The time has finally come. Over the past few years, almost every top designer from Chanel to Prada has shed animal fur from their collections. Sugaring the pill, the state of California has outright banned it, Queen Elizabeth II has renounced it, and in February, PETA retired its decades-long campaign against the use of fur in fashion, focusing its activism elsewhere.
Now, in a move that’s sure to contribute to the material’s eagerly anticipated demise, former CEO of the British Fur Trade Association Mike Moser has declared the industry ‘anachronistic, barbaric, and unnecessary.’
Upon realising he was defending the indefensible, Moser came to understand that fur simply cannot be produced humanely – not to mention its hefty environmental price tag which, when compared to other textiles, takes a significant toll in terms of CO2 emissions – and resigned from his position to instead use his knowledge and experience to publicly support the #FurFreeBritain campaign for a UK-wide fur sales ban.
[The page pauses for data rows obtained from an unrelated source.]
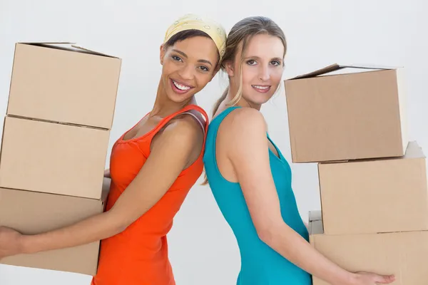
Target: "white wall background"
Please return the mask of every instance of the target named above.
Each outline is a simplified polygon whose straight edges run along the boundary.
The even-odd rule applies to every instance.
[[[0,0],[0,114],[6,113],[16,42],[77,42],[123,60],[111,146],[152,106],[160,71],[159,45],[177,16],[205,14],[228,31],[243,17],[263,15],[286,33],[285,78],[336,62],[404,66],[410,138],[428,153],[427,10],[424,0]],[[218,76],[198,95],[208,111],[223,90],[224,78]],[[290,161],[283,94],[262,110],[272,138]],[[316,165],[292,167],[299,209],[307,219],[308,210],[320,209]],[[169,244],[178,285],[235,284],[239,252],[207,187],[197,185],[191,190]],[[0,265],[1,285],[88,285],[90,281],[83,275]]]

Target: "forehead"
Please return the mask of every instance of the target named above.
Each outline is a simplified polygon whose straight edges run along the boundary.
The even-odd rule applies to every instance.
[[[205,59],[215,62],[218,57],[214,41],[204,36],[194,36],[178,41],[173,48],[183,51],[189,58]]]
[[[277,36],[265,34],[256,35],[247,43],[245,56],[260,58],[282,58],[284,45]]]

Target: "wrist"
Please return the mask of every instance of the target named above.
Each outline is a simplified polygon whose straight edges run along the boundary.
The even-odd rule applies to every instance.
[[[346,284],[354,285],[357,283],[358,274],[352,272],[347,272],[346,276]]]
[[[355,285],[357,284],[358,276],[357,274],[344,270],[342,274],[332,282],[334,285]]]
[[[19,251],[22,254],[34,254],[36,252],[36,250],[34,249],[34,246],[31,244],[31,240],[34,236],[23,234],[19,237]]]

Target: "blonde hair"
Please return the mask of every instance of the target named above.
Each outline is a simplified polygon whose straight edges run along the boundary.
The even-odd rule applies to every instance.
[[[220,67],[223,71],[225,71],[225,65],[228,63],[233,63],[236,59],[236,56],[239,51],[241,52],[240,58],[238,74],[240,76],[239,88],[235,96],[232,98],[228,105],[235,105],[243,96],[243,74],[242,66],[244,58],[244,53],[247,48],[247,43],[251,38],[257,35],[265,34],[276,36],[281,40],[284,45],[284,56],[287,52],[287,41],[284,32],[279,26],[272,20],[264,16],[251,16],[247,17],[236,23],[228,35],[226,45],[225,47],[225,54],[220,62]],[[221,97],[220,97],[213,108],[213,116],[215,115],[220,105],[226,98],[229,92],[229,87],[226,88]],[[204,175],[205,179],[203,185],[208,184],[206,172]]]

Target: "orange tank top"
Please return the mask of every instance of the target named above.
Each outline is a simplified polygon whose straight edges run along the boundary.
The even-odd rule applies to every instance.
[[[168,257],[166,234],[172,227],[174,216],[203,170],[203,155],[208,125],[206,113],[198,106],[190,105],[163,118],[141,137],[123,140],[138,123],[122,135],[111,150],[111,185],[106,207],[106,210],[111,209],[144,165],[155,135],[173,118],[190,110],[200,112],[205,119],[204,147],[199,157],[181,172],[162,198],[143,216],[121,233],[101,241],[98,272],[92,279],[92,285],[175,284]]]

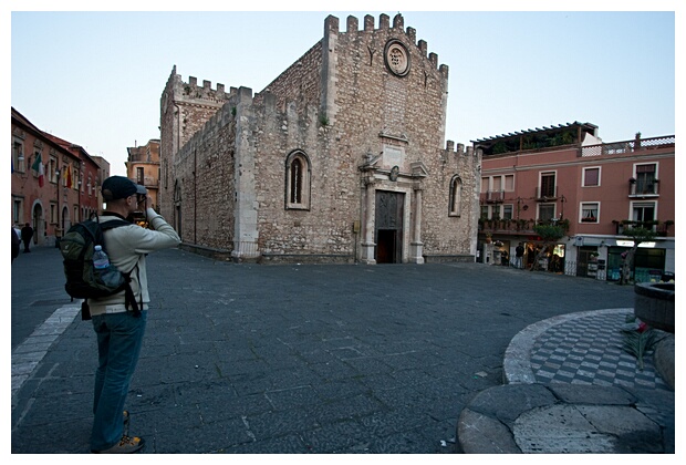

‘The Zeitgeist today is that caging and killing animals for an unnecessary fashion product, that has only vanity value, is unacceptable,’ he told Humane Society International (HSI) in an interview last month. ‘The UK banned fur farming two decades ago but for as long as we import and sell the fur from overseas, we’re still supporting fur farming and trapping by proxy which is both morally and politically ambiguous.’
What Moser refers to, is the country’s decision to ban fur farming in 2000, a positive change of course, but one that didn’t prevent the import and sale of fur from animals farmed overseas. Unfortunately, since the law came into effect all those years ago, a whopping £800m of fur has still been imported into the UK and in 2018 alone, a quantity equivalent to some 2-3 million animals (as estimated by HSI) passed easily through the border.
It’s not all bad news, however, with 93% of the British population claiming to have never worn fur, or that they no longer wear it, and the majority (72%) are in favour of an official sales ban as revealed by a YouGov opinion poll in March.